I have a new grand-nephew on the way in late summer. My nephew's wife made the announcement on Facebook the other day. I will say that the new one's middle name will be my nephew's first name. The baby's first name, however, is a curiosity. My best guess is that they are naming him "Sawyer" after country music star Sawyer Brown. However, the genealogist in me came up with another explanation. I decided they were using one of the baby's ancestor's occupations as the name. Little Sawyer's 5th great grandfather was enumerated as a sawyer in the 1850 census for Shelby County, Tennessee.

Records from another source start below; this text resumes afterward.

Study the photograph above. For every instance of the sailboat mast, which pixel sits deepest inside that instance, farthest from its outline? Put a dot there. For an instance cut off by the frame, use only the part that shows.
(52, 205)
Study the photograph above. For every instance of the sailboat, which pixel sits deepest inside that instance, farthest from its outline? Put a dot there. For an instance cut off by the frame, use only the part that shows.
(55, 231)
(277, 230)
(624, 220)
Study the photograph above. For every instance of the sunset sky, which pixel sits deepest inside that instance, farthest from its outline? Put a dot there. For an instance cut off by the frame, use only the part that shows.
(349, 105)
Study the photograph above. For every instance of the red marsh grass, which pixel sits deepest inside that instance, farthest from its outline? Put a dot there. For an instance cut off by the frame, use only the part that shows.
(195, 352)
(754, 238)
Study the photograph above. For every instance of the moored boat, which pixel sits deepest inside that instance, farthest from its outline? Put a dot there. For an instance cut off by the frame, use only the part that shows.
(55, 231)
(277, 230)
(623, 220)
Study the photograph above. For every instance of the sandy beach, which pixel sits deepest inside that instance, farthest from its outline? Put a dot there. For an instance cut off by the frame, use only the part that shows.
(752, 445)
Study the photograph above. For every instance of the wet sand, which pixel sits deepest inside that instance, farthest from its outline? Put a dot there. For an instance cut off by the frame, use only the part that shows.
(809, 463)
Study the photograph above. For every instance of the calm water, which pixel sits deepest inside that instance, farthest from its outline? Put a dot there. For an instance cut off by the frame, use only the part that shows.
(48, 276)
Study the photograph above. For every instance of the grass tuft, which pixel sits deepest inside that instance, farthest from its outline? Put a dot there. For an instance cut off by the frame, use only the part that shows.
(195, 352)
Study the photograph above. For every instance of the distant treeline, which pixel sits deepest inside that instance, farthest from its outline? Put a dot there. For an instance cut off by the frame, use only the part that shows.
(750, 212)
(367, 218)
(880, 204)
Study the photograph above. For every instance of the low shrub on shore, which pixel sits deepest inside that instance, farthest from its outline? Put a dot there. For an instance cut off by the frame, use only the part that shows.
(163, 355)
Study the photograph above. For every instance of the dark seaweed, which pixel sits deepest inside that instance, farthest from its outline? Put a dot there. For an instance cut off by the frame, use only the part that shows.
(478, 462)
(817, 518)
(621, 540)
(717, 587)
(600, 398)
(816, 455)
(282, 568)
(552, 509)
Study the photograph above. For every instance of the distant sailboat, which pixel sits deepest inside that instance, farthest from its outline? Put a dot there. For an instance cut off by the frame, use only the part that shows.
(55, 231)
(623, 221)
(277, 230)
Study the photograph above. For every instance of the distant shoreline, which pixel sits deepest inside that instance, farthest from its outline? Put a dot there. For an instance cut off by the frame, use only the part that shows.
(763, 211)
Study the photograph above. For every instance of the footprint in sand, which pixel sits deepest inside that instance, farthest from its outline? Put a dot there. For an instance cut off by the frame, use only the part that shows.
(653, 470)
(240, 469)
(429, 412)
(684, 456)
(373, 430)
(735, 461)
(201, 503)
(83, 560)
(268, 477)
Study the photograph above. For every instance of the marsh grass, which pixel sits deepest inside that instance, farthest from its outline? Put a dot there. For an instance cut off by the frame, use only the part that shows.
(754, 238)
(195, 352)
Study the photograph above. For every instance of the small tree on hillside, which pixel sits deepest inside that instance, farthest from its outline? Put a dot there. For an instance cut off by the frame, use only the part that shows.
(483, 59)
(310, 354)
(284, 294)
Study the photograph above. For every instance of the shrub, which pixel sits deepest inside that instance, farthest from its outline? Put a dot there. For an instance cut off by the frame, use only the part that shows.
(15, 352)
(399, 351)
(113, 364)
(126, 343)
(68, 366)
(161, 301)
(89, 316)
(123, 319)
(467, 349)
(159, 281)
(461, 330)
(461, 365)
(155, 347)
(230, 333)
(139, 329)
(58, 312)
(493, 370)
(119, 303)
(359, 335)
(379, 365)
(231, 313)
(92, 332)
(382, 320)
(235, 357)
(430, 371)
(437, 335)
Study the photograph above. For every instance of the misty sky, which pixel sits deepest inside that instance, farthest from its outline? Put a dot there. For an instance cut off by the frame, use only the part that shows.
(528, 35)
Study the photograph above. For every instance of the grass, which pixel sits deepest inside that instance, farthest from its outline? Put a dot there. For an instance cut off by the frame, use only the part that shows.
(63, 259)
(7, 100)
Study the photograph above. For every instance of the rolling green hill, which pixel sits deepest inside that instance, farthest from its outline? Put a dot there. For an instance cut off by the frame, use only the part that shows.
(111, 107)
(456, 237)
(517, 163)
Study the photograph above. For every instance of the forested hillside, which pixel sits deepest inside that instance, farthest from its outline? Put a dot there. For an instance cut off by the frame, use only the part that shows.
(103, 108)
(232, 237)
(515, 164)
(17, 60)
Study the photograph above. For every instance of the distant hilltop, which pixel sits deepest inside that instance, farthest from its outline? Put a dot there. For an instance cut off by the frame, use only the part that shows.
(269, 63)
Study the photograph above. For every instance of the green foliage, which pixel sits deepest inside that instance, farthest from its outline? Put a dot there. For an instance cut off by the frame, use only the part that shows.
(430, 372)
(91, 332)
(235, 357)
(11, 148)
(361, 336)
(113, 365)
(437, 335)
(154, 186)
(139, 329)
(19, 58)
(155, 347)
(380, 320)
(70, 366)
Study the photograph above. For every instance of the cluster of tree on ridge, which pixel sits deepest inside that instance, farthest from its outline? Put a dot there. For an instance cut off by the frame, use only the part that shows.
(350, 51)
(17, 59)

Realistically, I know that my nephew and his wife probably were unaware of this fact in their heritage. I can, however, assure you that they do know about it now. I will always think of James H. M. Allred and the heritage he left behind when I see little sawyer.

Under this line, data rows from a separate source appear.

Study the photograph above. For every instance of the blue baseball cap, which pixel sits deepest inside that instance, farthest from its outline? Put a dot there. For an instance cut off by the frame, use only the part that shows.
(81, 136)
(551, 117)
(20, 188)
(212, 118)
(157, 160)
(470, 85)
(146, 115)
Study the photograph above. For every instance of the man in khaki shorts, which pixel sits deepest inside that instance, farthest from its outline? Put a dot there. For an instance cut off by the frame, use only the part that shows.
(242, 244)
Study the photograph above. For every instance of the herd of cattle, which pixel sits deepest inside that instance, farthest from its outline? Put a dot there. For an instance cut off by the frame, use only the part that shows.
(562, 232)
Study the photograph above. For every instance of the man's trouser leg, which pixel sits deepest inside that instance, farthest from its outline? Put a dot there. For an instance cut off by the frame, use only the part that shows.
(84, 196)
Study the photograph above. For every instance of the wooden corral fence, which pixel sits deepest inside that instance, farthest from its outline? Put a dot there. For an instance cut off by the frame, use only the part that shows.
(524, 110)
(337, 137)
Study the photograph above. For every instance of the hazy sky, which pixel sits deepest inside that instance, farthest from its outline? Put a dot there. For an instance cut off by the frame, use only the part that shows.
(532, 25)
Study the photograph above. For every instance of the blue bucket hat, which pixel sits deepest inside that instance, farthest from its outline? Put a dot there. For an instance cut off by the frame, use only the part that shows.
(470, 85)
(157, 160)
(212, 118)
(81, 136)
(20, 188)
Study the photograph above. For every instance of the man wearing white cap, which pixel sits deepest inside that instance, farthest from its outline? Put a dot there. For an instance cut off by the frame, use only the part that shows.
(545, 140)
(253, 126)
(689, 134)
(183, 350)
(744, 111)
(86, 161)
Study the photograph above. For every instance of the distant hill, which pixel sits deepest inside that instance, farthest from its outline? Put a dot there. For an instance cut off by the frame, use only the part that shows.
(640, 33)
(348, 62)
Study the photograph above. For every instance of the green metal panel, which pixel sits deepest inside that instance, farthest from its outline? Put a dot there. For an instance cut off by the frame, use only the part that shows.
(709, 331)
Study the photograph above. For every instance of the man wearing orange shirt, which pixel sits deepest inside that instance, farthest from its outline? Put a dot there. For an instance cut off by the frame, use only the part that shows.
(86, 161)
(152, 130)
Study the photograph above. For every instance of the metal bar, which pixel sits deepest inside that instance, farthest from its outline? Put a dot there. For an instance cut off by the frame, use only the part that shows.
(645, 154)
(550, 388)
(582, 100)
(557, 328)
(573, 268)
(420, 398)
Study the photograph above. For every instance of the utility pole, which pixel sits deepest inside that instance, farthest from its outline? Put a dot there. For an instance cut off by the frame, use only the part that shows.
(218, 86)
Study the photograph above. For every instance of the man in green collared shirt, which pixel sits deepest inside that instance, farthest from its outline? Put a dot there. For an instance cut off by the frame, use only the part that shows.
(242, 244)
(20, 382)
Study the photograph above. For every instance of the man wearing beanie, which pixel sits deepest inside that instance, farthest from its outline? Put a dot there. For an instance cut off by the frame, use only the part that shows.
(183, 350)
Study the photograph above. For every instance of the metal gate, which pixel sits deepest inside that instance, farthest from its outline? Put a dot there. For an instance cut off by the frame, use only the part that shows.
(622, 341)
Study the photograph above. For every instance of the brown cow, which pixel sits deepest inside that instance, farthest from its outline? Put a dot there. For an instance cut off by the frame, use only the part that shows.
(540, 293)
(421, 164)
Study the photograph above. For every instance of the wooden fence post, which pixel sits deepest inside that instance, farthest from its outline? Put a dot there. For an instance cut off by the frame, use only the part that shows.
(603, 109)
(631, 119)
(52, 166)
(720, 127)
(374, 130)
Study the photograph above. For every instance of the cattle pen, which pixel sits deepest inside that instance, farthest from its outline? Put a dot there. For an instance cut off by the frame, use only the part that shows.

By the way, Allred did not remain a sawyer. He is listed as a mechanic and as a farmer in later censuses.
1850-1880 census citations for James Allred:
1850 U.S. federal census, Shelby County, Tennessee, population schedule, 10th civil district, p. 173 (stamped), James Allred, dwelling 1370, family 1370, line 15; NARA microfilm publication M432, roll 895.

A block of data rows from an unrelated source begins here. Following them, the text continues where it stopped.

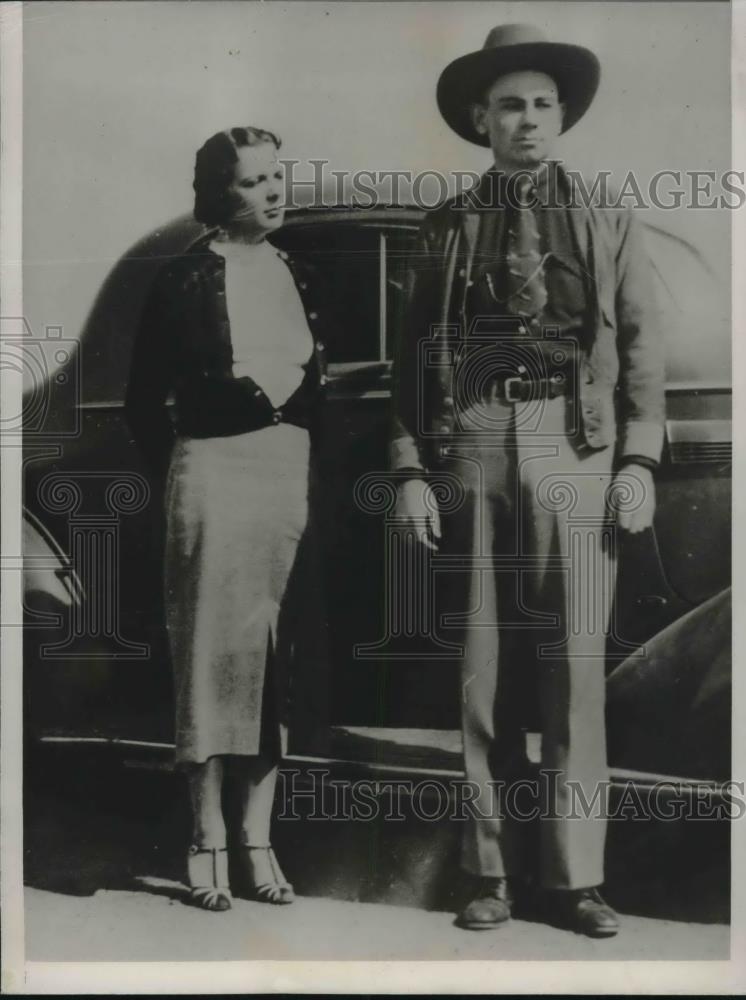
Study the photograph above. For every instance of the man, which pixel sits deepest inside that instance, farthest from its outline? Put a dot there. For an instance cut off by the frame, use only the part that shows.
(530, 378)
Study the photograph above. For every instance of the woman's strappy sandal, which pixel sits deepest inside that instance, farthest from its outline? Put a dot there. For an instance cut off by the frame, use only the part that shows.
(208, 878)
(278, 891)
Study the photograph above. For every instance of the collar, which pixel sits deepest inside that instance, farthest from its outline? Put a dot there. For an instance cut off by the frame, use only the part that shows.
(496, 189)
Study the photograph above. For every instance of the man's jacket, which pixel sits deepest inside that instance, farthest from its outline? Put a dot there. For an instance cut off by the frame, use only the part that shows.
(621, 374)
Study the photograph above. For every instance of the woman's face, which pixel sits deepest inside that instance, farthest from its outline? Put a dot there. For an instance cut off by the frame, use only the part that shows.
(258, 188)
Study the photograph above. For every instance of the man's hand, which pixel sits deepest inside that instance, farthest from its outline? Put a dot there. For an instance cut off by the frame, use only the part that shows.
(417, 510)
(633, 498)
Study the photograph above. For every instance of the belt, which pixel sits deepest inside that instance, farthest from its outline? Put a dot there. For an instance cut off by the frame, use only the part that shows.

1860 U.S. federal census., Fayette County, Alabama, population schedule, Eastern
Division, p. 397 (stamped), J. H. M. Alred, dwelling 351, family 353, line 32; NARA microfilm publication M653, roll 9.
1870 U.S. federal census, Fayette County, Alabama, population schedule, Twp 15, Handy post office, p. 416 (stamped), sheet 5 (written), James Alread household, dwelling 38, family 38, line 33; NARA microfilm publication M593, roll 16.
1880 U.S. federal census, Fayette County, Alabama, population schedule, Twp 15, Clear Creek, SD 1, ED 78, p. 462B (stamped), sheet 8 (written), James H.M. Alred, dwelling not given, family 74, line 46; NARA microfilm publication T9, roll 13.